Fig. 2figure 2 Iron chelating ability of curcumin in vitro. A, B The chemical structure of curcumin and the bind site where curcumin binds to iron ions ( Fe2+ and Fe3+ ). C, D UV–Vis spectrum, peaked at 435 nm, to demonstrate cast-iron chelation by curcumin in a concentration-dependent manner. Ultrasmall iron oxide nanoparticles ( IONPs, 10 μM iron ) were used as an iron source, and the absorption at 435 nanometer was quantified in D. E prussian blue stain was used to reveal Fe accretion after IONP or IONP + Cur @ SF NPs treatment in RAW 264.7 cells Full size image

Cur@SF NPs reduce the levels of oxidative stress in fibroblasts derived from FRDA patients

The antioxidative effect of curcumin is widely implicated in the improvement of neurodegenerative diseases.
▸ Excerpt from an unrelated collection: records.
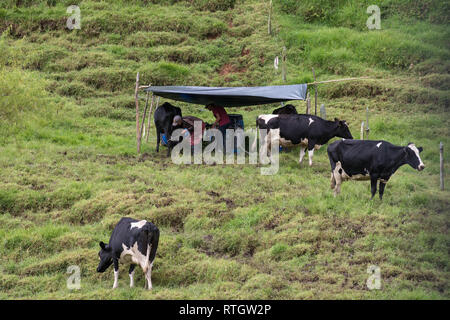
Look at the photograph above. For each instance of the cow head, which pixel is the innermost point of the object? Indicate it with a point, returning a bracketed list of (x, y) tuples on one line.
[(342, 129), (105, 255), (413, 157)]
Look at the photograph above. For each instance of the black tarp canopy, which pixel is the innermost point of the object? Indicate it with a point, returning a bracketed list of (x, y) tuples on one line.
[(231, 96)]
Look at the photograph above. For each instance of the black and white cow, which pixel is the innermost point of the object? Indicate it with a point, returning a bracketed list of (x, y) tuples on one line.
[(369, 160), (308, 131), (132, 241), (287, 109), (163, 118)]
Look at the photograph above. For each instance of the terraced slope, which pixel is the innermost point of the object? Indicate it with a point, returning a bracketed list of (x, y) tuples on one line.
[(69, 169)]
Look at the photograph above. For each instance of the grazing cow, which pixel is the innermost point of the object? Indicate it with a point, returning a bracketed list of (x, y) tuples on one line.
[(309, 131), (287, 109), (163, 118), (369, 160), (132, 241)]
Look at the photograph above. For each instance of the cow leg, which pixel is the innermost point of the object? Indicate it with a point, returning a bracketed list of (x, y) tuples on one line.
[(338, 181), (116, 273), (310, 155), (168, 137), (131, 274), (148, 277), (333, 181), (158, 138), (381, 190), (311, 145), (302, 153), (373, 185)]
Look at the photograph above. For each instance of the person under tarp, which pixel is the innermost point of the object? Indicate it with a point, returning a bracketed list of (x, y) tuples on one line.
[(187, 123), (222, 122)]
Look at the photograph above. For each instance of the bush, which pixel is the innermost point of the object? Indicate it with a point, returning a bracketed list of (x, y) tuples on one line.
[(20, 92)]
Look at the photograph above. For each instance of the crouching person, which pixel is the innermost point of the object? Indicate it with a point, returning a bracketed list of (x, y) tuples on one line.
[(132, 242)]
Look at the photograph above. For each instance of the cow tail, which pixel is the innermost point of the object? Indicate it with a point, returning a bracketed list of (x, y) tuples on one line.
[(154, 240), (255, 141)]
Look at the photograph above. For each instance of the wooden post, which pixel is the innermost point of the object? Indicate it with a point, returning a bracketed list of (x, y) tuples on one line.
[(323, 113), (143, 118), (283, 66), (308, 104), (441, 160), (138, 137), (367, 122), (150, 116), (315, 94), (362, 131)]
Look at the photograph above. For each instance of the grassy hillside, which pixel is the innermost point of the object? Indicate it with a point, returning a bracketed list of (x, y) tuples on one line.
[(69, 169)]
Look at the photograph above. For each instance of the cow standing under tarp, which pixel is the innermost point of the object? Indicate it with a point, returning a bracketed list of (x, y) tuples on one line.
[(369, 160)]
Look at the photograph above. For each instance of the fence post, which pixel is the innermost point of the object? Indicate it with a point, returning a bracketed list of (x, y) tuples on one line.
[(315, 94), (138, 137), (367, 122), (323, 113), (362, 131), (308, 104), (441, 160), (143, 119), (150, 116)]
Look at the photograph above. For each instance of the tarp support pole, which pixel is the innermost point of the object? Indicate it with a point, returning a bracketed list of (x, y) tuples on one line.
[(150, 116), (138, 137), (143, 118), (315, 94)]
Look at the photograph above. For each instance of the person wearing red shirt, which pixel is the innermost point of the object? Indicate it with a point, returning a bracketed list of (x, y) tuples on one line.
[(222, 122)]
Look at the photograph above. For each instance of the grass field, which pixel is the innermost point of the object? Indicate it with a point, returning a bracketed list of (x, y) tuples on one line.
[(69, 169)]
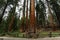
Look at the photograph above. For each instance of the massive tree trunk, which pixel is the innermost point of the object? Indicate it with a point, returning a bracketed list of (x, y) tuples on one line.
[(31, 31), (12, 19), (3, 12), (27, 16), (51, 20), (22, 28)]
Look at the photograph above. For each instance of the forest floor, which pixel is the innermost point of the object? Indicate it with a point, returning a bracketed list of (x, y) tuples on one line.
[(47, 38)]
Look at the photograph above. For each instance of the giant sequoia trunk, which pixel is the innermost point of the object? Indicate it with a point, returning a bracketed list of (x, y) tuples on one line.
[(51, 20), (3, 12), (22, 28), (31, 30), (12, 19), (27, 16)]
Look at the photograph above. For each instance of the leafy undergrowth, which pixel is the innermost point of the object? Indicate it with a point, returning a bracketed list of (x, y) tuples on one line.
[(41, 34)]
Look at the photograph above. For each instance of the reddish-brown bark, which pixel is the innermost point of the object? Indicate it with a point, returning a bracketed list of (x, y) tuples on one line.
[(11, 23), (32, 16)]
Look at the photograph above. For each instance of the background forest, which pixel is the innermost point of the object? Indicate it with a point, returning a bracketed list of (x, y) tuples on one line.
[(27, 18)]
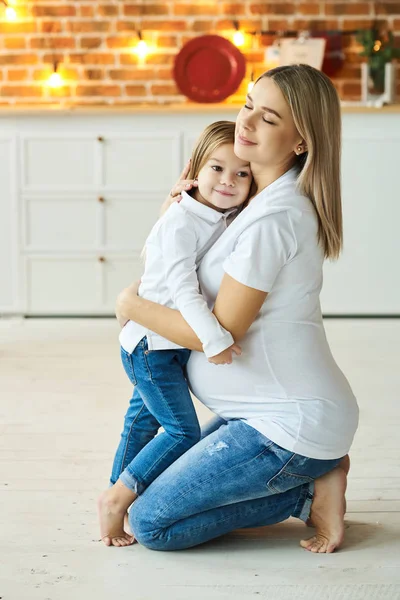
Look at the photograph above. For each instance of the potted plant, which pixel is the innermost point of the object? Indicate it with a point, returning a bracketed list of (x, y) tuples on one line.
[(378, 72)]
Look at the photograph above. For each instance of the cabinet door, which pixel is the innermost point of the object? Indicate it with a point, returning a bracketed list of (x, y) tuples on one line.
[(365, 279), (141, 161), (62, 223), (8, 251), (128, 219), (117, 273), (63, 285), (59, 162)]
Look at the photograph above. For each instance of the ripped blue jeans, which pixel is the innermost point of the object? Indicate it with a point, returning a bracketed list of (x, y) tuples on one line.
[(234, 478)]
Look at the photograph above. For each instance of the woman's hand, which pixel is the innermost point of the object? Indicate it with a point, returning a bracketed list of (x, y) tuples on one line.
[(180, 185), (225, 357), (125, 302)]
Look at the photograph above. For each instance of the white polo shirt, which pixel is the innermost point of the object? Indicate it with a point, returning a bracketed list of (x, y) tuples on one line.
[(174, 249), (286, 384)]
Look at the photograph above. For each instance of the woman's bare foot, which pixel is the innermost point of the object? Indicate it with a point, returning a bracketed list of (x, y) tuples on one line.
[(327, 512), (345, 465), (112, 505)]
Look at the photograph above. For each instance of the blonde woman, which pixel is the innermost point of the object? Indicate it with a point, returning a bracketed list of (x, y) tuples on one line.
[(286, 415)]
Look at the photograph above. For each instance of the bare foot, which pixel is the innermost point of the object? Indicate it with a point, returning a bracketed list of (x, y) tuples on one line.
[(327, 512), (127, 528), (345, 465), (111, 517)]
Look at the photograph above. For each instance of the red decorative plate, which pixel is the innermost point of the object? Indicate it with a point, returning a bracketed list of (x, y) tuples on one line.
[(209, 68)]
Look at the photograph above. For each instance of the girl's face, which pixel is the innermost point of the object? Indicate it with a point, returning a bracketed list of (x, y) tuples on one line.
[(224, 180), (265, 131)]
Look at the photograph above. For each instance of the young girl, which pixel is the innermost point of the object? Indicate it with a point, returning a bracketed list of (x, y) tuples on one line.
[(154, 365)]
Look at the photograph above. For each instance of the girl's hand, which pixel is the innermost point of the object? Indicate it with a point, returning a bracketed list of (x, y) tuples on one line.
[(125, 302), (180, 185), (225, 357)]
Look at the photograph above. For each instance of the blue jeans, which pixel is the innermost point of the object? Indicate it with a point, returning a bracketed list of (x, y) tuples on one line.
[(161, 398), (234, 478)]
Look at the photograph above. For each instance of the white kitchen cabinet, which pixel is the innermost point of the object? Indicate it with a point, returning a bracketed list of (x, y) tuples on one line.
[(61, 284), (9, 290), (54, 162), (80, 191), (366, 279)]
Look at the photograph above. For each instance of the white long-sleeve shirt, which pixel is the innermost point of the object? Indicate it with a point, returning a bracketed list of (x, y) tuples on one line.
[(174, 249)]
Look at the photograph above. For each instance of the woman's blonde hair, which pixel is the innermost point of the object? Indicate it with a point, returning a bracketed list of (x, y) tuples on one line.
[(214, 135), (315, 107)]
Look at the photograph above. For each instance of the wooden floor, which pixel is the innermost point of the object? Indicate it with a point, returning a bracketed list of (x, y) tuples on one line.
[(63, 397)]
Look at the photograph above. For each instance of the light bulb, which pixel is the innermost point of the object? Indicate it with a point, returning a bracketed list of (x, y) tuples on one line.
[(55, 80), (238, 39), (141, 49), (11, 14)]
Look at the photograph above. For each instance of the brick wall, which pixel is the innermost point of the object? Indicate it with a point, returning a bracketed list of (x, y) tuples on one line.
[(92, 41)]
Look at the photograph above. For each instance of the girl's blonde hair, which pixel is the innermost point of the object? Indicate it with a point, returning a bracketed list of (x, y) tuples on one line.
[(214, 135), (315, 107)]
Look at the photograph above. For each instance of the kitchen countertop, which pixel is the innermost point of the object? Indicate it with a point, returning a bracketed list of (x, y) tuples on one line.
[(173, 108)]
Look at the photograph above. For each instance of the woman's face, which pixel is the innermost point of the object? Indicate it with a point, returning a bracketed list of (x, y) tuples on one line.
[(265, 131)]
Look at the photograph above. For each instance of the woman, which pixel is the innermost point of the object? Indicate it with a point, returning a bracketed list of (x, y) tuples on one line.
[(286, 413)]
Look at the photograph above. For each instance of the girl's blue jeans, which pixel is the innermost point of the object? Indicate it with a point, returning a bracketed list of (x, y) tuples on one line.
[(160, 398), (233, 478)]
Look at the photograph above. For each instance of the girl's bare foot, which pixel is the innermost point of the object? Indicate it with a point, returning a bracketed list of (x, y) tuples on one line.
[(127, 527), (112, 507), (327, 512)]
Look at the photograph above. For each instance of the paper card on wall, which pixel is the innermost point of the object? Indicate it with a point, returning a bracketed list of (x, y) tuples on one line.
[(272, 56), (309, 52)]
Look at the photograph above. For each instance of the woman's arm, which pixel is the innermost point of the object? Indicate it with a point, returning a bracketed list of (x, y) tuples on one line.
[(235, 316)]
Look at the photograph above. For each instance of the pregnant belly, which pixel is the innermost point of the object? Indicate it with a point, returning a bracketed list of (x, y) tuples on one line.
[(232, 391)]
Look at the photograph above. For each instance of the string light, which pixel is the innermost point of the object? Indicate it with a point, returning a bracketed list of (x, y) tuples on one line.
[(55, 80), (250, 85), (141, 49), (11, 13), (238, 36)]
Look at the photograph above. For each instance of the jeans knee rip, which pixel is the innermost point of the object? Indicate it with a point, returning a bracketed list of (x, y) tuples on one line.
[(212, 448)]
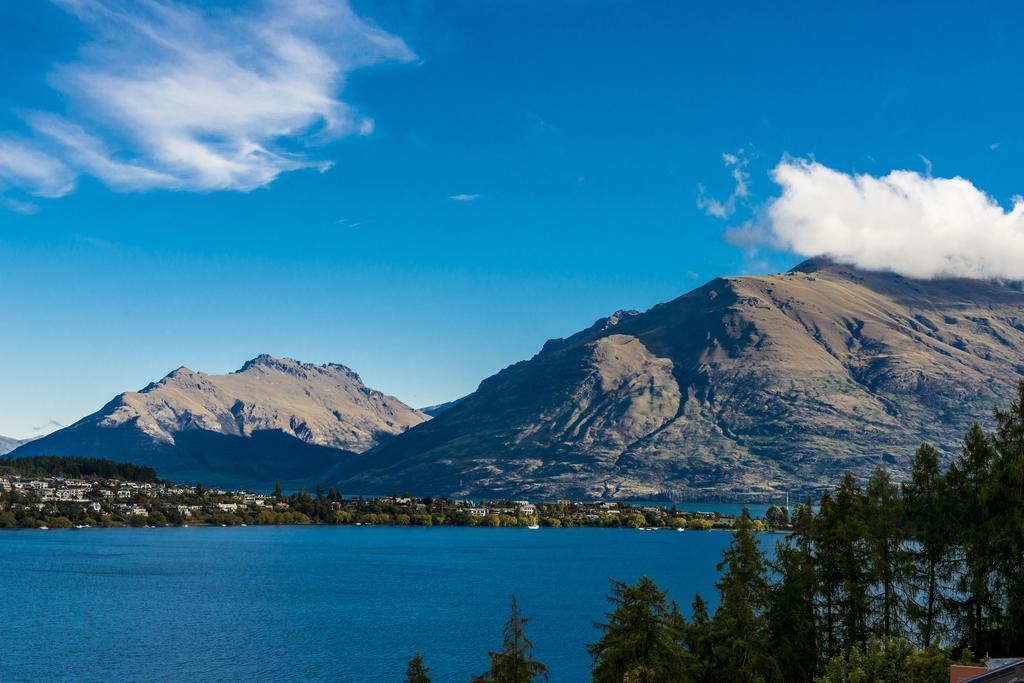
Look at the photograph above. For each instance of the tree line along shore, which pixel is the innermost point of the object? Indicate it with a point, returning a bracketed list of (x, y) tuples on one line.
[(882, 583), (62, 493)]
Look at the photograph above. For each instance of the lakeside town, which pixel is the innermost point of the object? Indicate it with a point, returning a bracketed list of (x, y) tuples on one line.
[(42, 493)]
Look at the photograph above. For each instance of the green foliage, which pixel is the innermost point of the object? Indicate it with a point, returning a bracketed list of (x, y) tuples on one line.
[(926, 503), (77, 468), (643, 639), (889, 660), (777, 517), (416, 672), (740, 625), (514, 663)]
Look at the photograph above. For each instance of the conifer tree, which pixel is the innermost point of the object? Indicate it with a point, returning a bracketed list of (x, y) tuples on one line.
[(417, 672), (792, 624), (886, 552), (740, 626), (925, 501), (826, 562), (1005, 504), (643, 638), (698, 643), (974, 607), (514, 663)]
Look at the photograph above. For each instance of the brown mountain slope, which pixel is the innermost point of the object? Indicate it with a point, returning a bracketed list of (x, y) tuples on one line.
[(743, 385), (7, 444), (273, 419)]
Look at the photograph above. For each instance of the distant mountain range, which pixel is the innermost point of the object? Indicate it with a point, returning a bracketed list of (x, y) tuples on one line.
[(744, 385), (7, 444), (273, 419)]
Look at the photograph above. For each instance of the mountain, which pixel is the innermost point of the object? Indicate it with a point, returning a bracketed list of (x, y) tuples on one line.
[(434, 411), (7, 444), (273, 419), (743, 386)]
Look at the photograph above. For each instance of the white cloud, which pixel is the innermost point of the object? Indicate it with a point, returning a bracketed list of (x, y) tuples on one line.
[(736, 163), (916, 225), (171, 96)]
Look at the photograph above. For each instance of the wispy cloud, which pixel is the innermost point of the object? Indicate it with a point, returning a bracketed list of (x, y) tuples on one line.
[(171, 96), (736, 163)]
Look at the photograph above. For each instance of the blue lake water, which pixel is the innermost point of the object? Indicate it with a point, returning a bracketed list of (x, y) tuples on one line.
[(322, 603)]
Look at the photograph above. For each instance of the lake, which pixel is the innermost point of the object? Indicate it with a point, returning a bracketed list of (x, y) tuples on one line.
[(331, 603)]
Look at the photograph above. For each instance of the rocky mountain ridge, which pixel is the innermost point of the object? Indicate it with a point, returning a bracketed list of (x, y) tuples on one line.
[(272, 419), (752, 385)]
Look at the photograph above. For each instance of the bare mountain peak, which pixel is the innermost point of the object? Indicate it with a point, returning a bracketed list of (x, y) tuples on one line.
[(745, 384), (265, 361), (208, 427)]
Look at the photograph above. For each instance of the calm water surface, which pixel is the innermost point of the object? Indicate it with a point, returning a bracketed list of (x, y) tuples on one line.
[(328, 603)]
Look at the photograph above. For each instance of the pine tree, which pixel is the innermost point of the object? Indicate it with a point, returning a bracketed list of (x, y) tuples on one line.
[(886, 552), (514, 663), (740, 626), (417, 672), (828, 574), (697, 639), (975, 606), (925, 501), (1004, 500), (792, 624), (643, 638)]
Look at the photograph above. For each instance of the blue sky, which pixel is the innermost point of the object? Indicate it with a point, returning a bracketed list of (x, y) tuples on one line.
[(438, 187)]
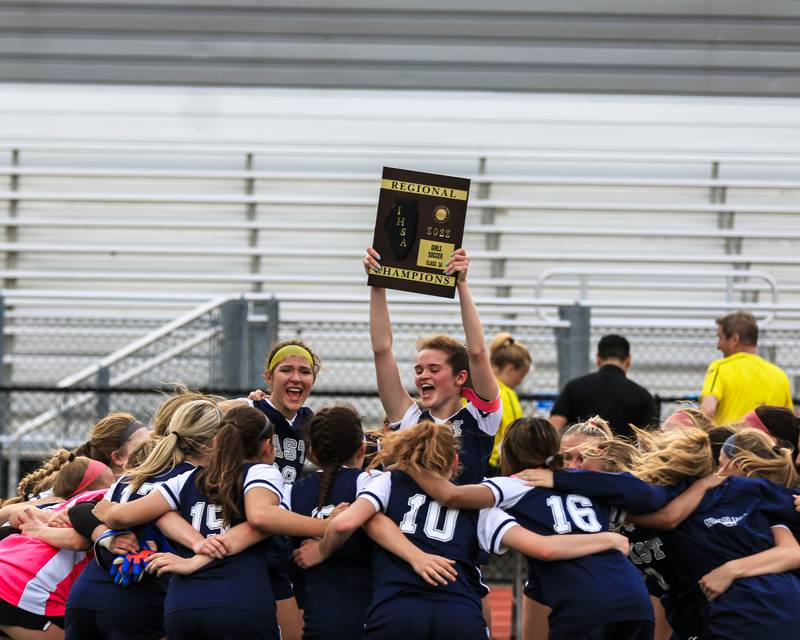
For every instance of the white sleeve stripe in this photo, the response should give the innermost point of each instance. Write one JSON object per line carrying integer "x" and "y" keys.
{"x": 264, "y": 483}
{"x": 498, "y": 495}
{"x": 169, "y": 495}
{"x": 375, "y": 500}
{"x": 497, "y": 537}
{"x": 497, "y": 488}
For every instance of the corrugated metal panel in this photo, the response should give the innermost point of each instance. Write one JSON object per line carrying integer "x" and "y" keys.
{"x": 723, "y": 47}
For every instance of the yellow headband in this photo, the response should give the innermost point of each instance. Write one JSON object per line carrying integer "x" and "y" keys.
{"x": 291, "y": 350}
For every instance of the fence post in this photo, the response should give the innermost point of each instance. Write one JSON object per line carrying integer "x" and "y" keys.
{"x": 233, "y": 359}
{"x": 103, "y": 383}
{"x": 263, "y": 334}
{"x": 5, "y": 398}
{"x": 517, "y": 591}
{"x": 573, "y": 343}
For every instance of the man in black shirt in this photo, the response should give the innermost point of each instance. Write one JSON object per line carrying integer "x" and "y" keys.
{"x": 606, "y": 393}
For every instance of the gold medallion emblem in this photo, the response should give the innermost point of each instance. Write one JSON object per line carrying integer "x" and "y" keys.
{"x": 441, "y": 214}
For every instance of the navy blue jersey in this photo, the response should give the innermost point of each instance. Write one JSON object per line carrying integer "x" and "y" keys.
{"x": 735, "y": 520}
{"x": 583, "y": 592}
{"x": 334, "y": 595}
{"x": 238, "y": 581}
{"x": 457, "y": 534}
{"x": 95, "y": 591}
{"x": 290, "y": 447}
{"x": 474, "y": 428}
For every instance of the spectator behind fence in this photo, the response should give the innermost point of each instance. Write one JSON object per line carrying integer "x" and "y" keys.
{"x": 607, "y": 393}
{"x": 511, "y": 362}
{"x": 741, "y": 380}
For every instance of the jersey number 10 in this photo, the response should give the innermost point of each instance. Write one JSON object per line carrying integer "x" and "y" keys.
{"x": 443, "y": 533}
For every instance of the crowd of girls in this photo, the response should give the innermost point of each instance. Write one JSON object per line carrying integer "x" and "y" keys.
{"x": 257, "y": 518}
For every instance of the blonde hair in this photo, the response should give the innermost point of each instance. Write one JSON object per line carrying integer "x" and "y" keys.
{"x": 757, "y": 456}
{"x": 426, "y": 445}
{"x": 594, "y": 427}
{"x": 106, "y": 437}
{"x": 504, "y": 350}
{"x": 615, "y": 455}
{"x": 190, "y": 431}
{"x": 698, "y": 419}
{"x": 172, "y": 403}
{"x": 669, "y": 457}
{"x": 69, "y": 477}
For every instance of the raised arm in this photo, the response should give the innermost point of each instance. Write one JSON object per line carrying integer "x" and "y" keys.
{"x": 265, "y": 515}
{"x": 61, "y": 538}
{"x": 680, "y": 508}
{"x": 393, "y": 394}
{"x": 342, "y": 526}
{"x": 120, "y": 516}
{"x": 784, "y": 556}
{"x": 564, "y": 547}
{"x": 467, "y": 496}
{"x": 433, "y": 569}
{"x": 480, "y": 369}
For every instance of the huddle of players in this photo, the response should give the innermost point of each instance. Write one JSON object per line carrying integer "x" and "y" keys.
{"x": 393, "y": 551}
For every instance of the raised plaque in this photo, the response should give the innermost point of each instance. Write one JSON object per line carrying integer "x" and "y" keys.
{"x": 420, "y": 224}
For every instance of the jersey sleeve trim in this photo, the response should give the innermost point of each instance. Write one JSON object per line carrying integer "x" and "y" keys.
{"x": 497, "y": 537}
{"x": 261, "y": 482}
{"x": 496, "y": 490}
{"x": 169, "y": 496}
{"x": 375, "y": 500}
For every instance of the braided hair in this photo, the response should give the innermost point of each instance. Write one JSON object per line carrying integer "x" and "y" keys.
{"x": 241, "y": 435}
{"x": 335, "y": 435}
{"x": 42, "y": 478}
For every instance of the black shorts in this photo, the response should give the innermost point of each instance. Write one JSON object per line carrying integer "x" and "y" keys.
{"x": 281, "y": 582}
{"x": 621, "y": 630}
{"x": 85, "y": 624}
{"x": 11, "y": 616}
{"x": 219, "y": 624}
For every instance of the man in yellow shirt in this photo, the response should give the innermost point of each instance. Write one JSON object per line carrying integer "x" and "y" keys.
{"x": 741, "y": 380}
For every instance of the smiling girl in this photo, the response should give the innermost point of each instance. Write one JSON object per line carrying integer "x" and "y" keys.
{"x": 445, "y": 370}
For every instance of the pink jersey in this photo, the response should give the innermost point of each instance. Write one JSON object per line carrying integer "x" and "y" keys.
{"x": 37, "y": 577}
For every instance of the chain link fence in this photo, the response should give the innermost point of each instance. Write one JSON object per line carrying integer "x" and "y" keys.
{"x": 59, "y": 379}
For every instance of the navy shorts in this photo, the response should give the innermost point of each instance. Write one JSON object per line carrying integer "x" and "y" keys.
{"x": 622, "y": 630}
{"x": 415, "y": 616}
{"x": 11, "y": 616}
{"x": 86, "y": 624}
{"x": 219, "y": 624}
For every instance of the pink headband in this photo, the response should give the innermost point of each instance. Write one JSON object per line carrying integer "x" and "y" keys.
{"x": 91, "y": 474}
{"x": 752, "y": 420}
{"x": 682, "y": 418}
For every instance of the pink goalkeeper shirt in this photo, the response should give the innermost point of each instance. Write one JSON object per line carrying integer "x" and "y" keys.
{"x": 37, "y": 577}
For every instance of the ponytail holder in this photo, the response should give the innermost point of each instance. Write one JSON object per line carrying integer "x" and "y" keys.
{"x": 91, "y": 474}
{"x": 291, "y": 350}
{"x": 729, "y": 447}
{"x": 752, "y": 420}
{"x": 481, "y": 404}
{"x": 132, "y": 428}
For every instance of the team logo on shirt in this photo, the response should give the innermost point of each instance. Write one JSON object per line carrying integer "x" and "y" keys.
{"x": 725, "y": 521}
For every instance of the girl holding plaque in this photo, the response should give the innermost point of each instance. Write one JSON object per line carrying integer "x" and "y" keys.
{"x": 445, "y": 372}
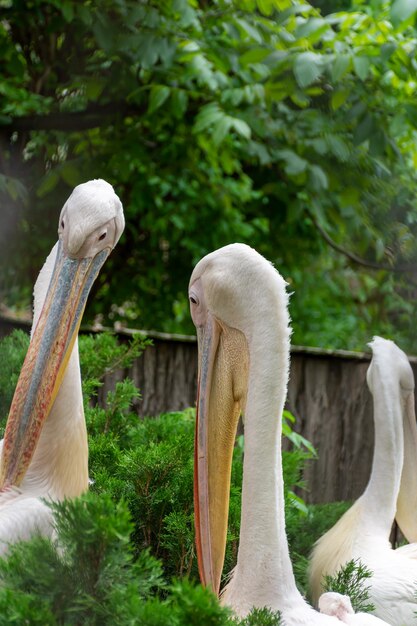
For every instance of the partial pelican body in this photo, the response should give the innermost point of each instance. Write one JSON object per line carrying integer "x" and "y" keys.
{"x": 44, "y": 453}
{"x": 363, "y": 531}
{"x": 340, "y": 606}
{"x": 238, "y": 304}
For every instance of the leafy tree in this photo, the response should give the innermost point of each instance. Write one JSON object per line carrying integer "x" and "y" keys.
{"x": 261, "y": 121}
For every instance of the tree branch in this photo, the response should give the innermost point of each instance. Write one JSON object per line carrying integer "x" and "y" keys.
{"x": 91, "y": 117}
{"x": 357, "y": 259}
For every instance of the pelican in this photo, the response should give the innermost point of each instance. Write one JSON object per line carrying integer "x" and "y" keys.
{"x": 44, "y": 453}
{"x": 238, "y": 304}
{"x": 340, "y": 606}
{"x": 363, "y": 531}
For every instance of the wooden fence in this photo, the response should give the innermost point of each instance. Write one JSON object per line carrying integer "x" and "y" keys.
{"x": 327, "y": 394}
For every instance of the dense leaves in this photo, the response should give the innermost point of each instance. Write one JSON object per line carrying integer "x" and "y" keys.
{"x": 266, "y": 122}
{"x": 124, "y": 553}
{"x": 352, "y": 580}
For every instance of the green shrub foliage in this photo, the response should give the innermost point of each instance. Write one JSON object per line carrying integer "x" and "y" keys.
{"x": 351, "y": 581}
{"x": 124, "y": 553}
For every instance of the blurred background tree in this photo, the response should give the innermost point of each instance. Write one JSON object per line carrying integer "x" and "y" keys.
{"x": 274, "y": 122}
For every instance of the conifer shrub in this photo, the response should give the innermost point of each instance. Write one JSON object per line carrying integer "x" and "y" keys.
{"x": 351, "y": 580}
{"x": 124, "y": 553}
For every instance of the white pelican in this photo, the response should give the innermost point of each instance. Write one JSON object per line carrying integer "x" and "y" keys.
{"x": 44, "y": 452}
{"x": 239, "y": 306}
{"x": 363, "y": 531}
{"x": 340, "y": 606}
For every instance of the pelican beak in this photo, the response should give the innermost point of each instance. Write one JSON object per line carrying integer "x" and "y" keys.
{"x": 46, "y": 360}
{"x": 222, "y": 383}
{"x": 406, "y": 515}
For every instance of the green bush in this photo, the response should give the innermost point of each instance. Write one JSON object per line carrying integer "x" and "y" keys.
{"x": 120, "y": 547}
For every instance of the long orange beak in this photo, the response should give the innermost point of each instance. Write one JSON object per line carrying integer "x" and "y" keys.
{"x": 46, "y": 360}
{"x": 223, "y": 371}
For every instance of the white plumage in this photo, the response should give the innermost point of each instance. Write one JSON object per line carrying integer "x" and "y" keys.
{"x": 363, "y": 531}
{"x": 239, "y": 305}
{"x": 340, "y": 606}
{"x": 91, "y": 222}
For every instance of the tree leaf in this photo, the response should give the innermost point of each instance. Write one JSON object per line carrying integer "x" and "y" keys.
{"x": 340, "y": 66}
{"x": 293, "y": 163}
{"x": 307, "y": 68}
{"x": 159, "y": 93}
{"x": 207, "y": 116}
{"x": 241, "y": 127}
{"x": 401, "y": 10}
{"x": 254, "y": 55}
{"x": 339, "y": 98}
{"x": 221, "y": 128}
{"x": 361, "y": 66}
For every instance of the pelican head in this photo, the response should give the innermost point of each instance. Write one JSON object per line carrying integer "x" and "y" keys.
{"x": 230, "y": 290}
{"x": 90, "y": 224}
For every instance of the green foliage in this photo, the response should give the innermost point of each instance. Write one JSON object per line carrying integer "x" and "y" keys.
{"x": 87, "y": 575}
{"x": 351, "y": 581}
{"x": 118, "y": 548}
{"x": 304, "y": 530}
{"x": 283, "y": 124}
{"x": 13, "y": 349}
{"x": 102, "y": 354}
To see the effects in FRDA models, we first evaluated the condom of Cur @ SF NPs in lymphocytes ( GM15850, Coriell ) derived from a FRDA patient. The assiduity ( of curcumin ) was optimized to be 1–2 μM without any injury to viability after treatment for 1 to 3 days ( Fig. 3 A ). interestingly, the cast-iron contentedness of the labile iron pool was decreased in mitochondria but not in the cytosol ( Fig. 3 B ), indicating that the curcumin released from Cur @ SF NPs modulated iron homeostasis, at least partially, by chelating mitochondrial iron .Fig. 3figure 3 Iron chelation and antioxidant effect of Cur @ SF NPs in vitro. A The relative value of CCK-8 in lymphocytes ( GM15850 ) derived from FRDA patients treated with Cur @ SF NPs ( NPs ) at different concentrations for 1 or 3 days. B The relative levels of mitochondrial LIP ( labile iron pool ) measured with RPA along with vitamin b6 isonicotinoyl hydrazine ( PIH ) following drug treatment in lymphocytes GM15849 and GM15850. The relative levels of cytosolic LIP measured by calcein-AM along with 2,2′-bipyridyl ( BIP ) ( for details, see “ Materials and methods ” section ). C The subject of malondialdehyde ( MDA ). D, E The enzymatic activities of SOD and catalase. F, G The activities of mitochondrial complexes I and II. H cellular ATP message. ( *, phosphorus < 0.05 ; **, p < 0.01, GM15850 + NPs vs. GM15850 ) Full size picture furthermore, we found here that Cur @ SF NPs ( 1 μM curcumin ) importantly reduced the levels of oxidative stress in GM15850 cells, as indicated by the belittled content of malondialdehyde ( MDA, the lipid peroxidation index ) and the increase activities of antioxidant enzymes ( SOD and catalase ) ( Fig. 3 C–E ). To test whether dysfunctional mitochondria were rescued in GM15850 cells, we measured mitochondrial complex activities and ATP add. As shown in Fig. 3 F–H, the activities of mitochondrial complexes I and II and ATP production were both importantly increased. These data proved the potency of Cur @ SF NPs in improving mitochondrial officiate, identical likely through antioxidation and cast-iron chelation by released curcumin .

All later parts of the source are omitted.